Let $D$ be the top half of a ball of radius $a>0$ and let

$\mathbf{f} = xz \mathbf{i} + y \mathbf{j} + x \mathbf{k}$

Calculate the outward flux across S using the definition of the surface integral.

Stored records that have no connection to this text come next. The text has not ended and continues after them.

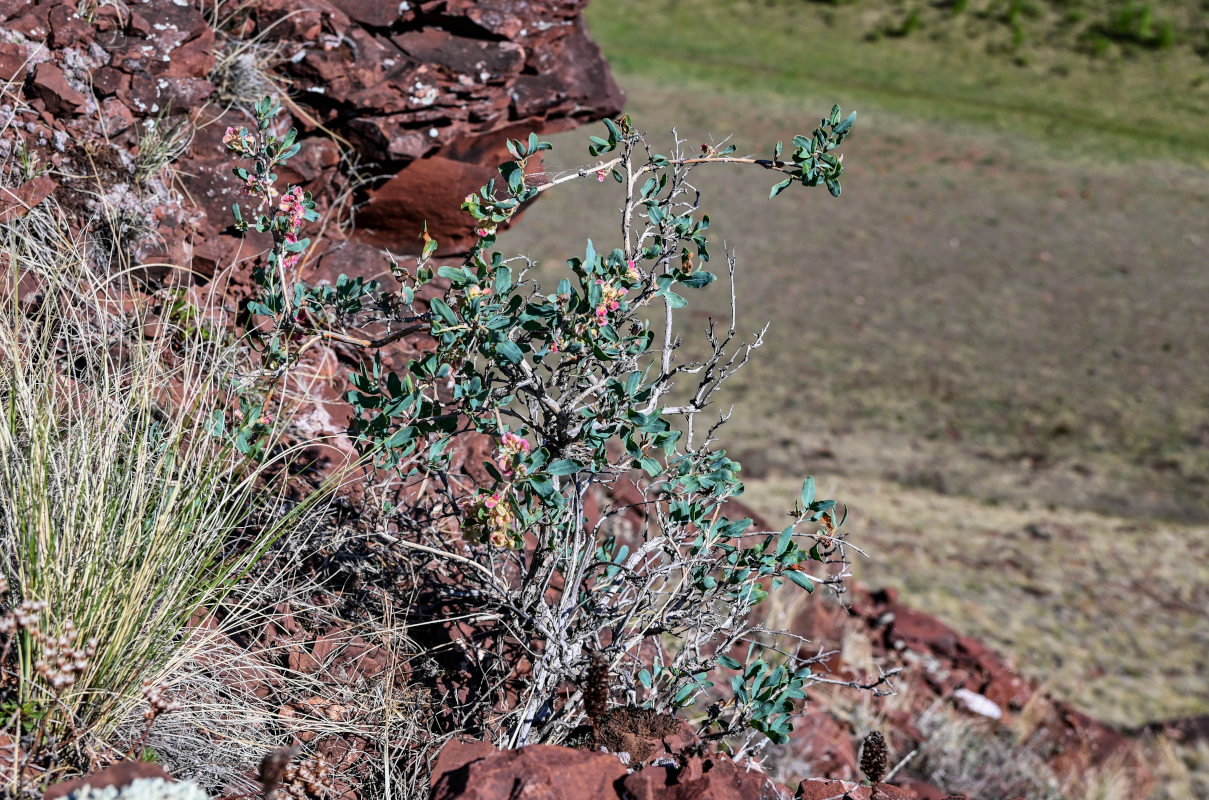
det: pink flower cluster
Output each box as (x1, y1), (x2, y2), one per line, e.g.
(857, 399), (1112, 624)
(467, 492), (520, 547)
(496, 433), (530, 477)
(278, 186), (306, 230)
(222, 128), (256, 156)
(282, 231), (302, 269)
(596, 279), (626, 327)
(243, 175), (277, 201)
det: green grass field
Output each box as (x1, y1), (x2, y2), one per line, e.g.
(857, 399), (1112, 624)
(490, 0), (1209, 768)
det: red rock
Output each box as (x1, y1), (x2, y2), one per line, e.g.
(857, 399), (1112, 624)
(0, 41), (33, 83)
(0, 175), (58, 224)
(92, 66), (131, 97)
(45, 761), (174, 800)
(432, 744), (625, 800)
(357, 156), (499, 255)
(48, 4), (93, 48)
(126, 73), (214, 116)
(97, 97), (134, 139)
(786, 708), (860, 781)
(34, 62), (85, 114)
(429, 738), (499, 790)
(340, 0), (418, 28)
(621, 755), (777, 800)
(793, 778), (918, 800)
(896, 777), (960, 800)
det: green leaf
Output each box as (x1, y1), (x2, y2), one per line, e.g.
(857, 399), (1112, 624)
(799, 477), (815, 509)
(785, 569), (815, 592)
(638, 456), (664, 477)
(679, 269), (718, 289)
(496, 338), (525, 364)
(545, 458), (580, 476)
(776, 524), (793, 557)
(605, 117), (621, 144)
(429, 297), (457, 325)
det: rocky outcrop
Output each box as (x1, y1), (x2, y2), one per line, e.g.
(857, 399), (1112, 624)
(0, 0), (621, 285)
(432, 741), (918, 800)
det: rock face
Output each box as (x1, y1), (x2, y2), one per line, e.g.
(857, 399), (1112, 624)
(432, 741), (916, 800)
(0, 0), (623, 291)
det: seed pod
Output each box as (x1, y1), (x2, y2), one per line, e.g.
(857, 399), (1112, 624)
(579, 651), (609, 724)
(861, 731), (886, 787)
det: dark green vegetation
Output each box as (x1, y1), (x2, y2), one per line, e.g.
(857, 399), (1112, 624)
(505, 0), (1209, 778)
(588, 0), (1209, 161)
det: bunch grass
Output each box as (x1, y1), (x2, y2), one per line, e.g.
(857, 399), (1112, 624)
(0, 199), (323, 758)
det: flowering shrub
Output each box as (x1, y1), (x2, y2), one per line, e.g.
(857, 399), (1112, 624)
(227, 99), (855, 746)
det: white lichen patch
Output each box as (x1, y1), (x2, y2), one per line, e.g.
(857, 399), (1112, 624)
(68, 778), (209, 800)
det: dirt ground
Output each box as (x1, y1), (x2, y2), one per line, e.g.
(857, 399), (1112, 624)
(502, 74), (1209, 763)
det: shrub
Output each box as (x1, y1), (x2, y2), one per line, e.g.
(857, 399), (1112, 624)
(225, 98), (855, 746)
(0, 203), (322, 787)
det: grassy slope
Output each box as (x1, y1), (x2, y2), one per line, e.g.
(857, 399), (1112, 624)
(588, 0), (1209, 163)
(503, 0), (1209, 744)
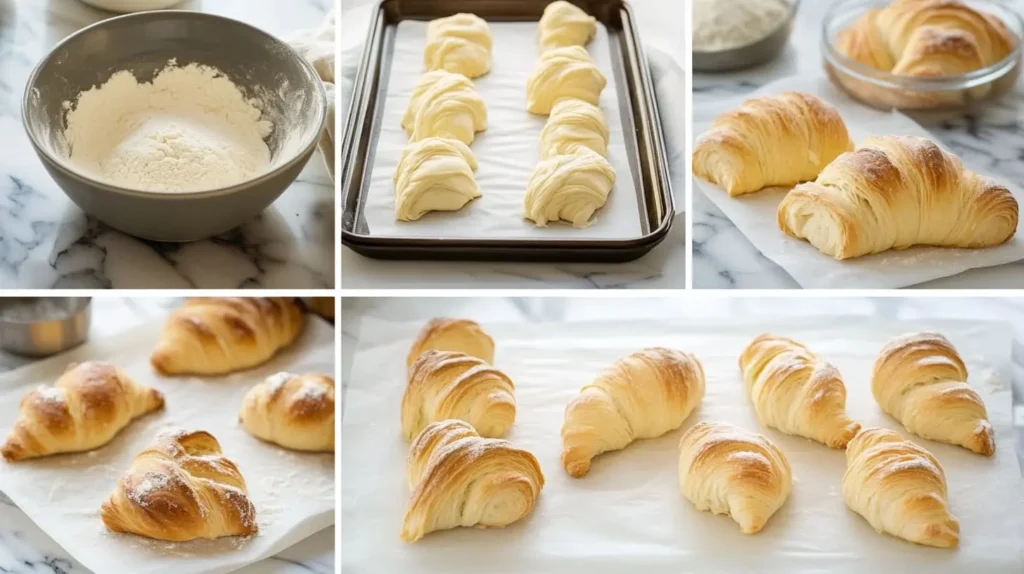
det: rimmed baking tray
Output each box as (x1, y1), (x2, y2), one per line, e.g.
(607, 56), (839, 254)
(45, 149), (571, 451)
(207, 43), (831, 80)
(341, 0), (675, 262)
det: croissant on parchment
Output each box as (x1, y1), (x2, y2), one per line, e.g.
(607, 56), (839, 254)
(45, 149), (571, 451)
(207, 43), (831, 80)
(843, 429), (959, 548)
(562, 348), (705, 478)
(401, 420), (544, 542)
(739, 334), (860, 448)
(693, 92), (853, 195)
(0, 361), (164, 461)
(778, 136), (1018, 259)
(679, 423), (793, 534)
(150, 297), (302, 374)
(99, 431), (258, 542)
(871, 333), (995, 456)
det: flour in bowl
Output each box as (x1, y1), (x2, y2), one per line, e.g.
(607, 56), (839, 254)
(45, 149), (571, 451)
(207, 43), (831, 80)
(63, 60), (273, 192)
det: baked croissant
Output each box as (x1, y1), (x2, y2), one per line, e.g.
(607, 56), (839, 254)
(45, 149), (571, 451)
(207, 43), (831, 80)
(562, 348), (705, 478)
(778, 136), (1018, 259)
(693, 92), (853, 196)
(843, 429), (959, 548)
(150, 297), (303, 374)
(871, 333), (995, 456)
(401, 351), (515, 441)
(739, 335), (860, 448)
(99, 431), (258, 542)
(401, 421), (544, 542)
(239, 372), (334, 452)
(679, 423), (793, 534)
(0, 361), (164, 461)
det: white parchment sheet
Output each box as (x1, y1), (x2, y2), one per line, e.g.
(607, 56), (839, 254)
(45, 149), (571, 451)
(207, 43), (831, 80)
(0, 315), (335, 574)
(342, 317), (1024, 574)
(366, 20), (642, 239)
(693, 77), (1024, 289)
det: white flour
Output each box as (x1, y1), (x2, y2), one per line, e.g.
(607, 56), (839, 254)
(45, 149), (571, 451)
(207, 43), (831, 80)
(65, 60), (273, 191)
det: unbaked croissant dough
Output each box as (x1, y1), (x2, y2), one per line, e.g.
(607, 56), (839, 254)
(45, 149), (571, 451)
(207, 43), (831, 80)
(871, 333), (995, 456)
(526, 46), (607, 116)
(523, 147), (615, 227)
(401, 70), (487, 144)
(693, 92), (853, 195)
(423, 13), (494, 78)
(679, 423), (793, 534)
(394, 137), (481, 221)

$\int_{S} \mathbf{f} \cdot \mathbf{n} dS = \int_{cap} \mathbf{f} \cdot \mathbf{n} dS + \int_{disc} \mathbf{f} \cdot \mathbf{n} dS$

$\frac{1}{a}\int_{cap} (xz,y,x) \cdot (x,y,z) d S$
$\frac{1}{a}\int_{cap} x^2z + y^2 + xz d S$
$\frac{1}{a}\int_{0}^{2\pi}\int_{0}^{\pi/2} (r^3\cos^2\varphi\sin^2\theta\cos\theta + r^2\sin^2\varphi\sin^2\theta + r^2\cos\varphi\sin\theta\cos\theta) (a^2 \sin\theta) d\theta d\varphi$
$a\int_{0}^{2\pi}\int_{0}^{\pi/2} (r^3\cos^2\varphi\sin^3\theta\cos\theta + r^2\sin^2\varphi\sin^3\theta + r^2\cos\varphi\sin^2\theta\cos\theta) d\theta d\varphi$

$a\int_{0}^{2\pi}\int_{0}^{\pi/2} (r^3\cos^2\varphi\sin^3\theta\cos\theta + r^2\cos\varphi\sin^2\theta\cos\theta) d\theta d\varphi$

I assume that one would then evaluate the integral by parts. But is there an easier method?

Last edited: Jun 18, 2006
2. Jun 18, 2006

### jdstokes

I figured it out using integration by substitution.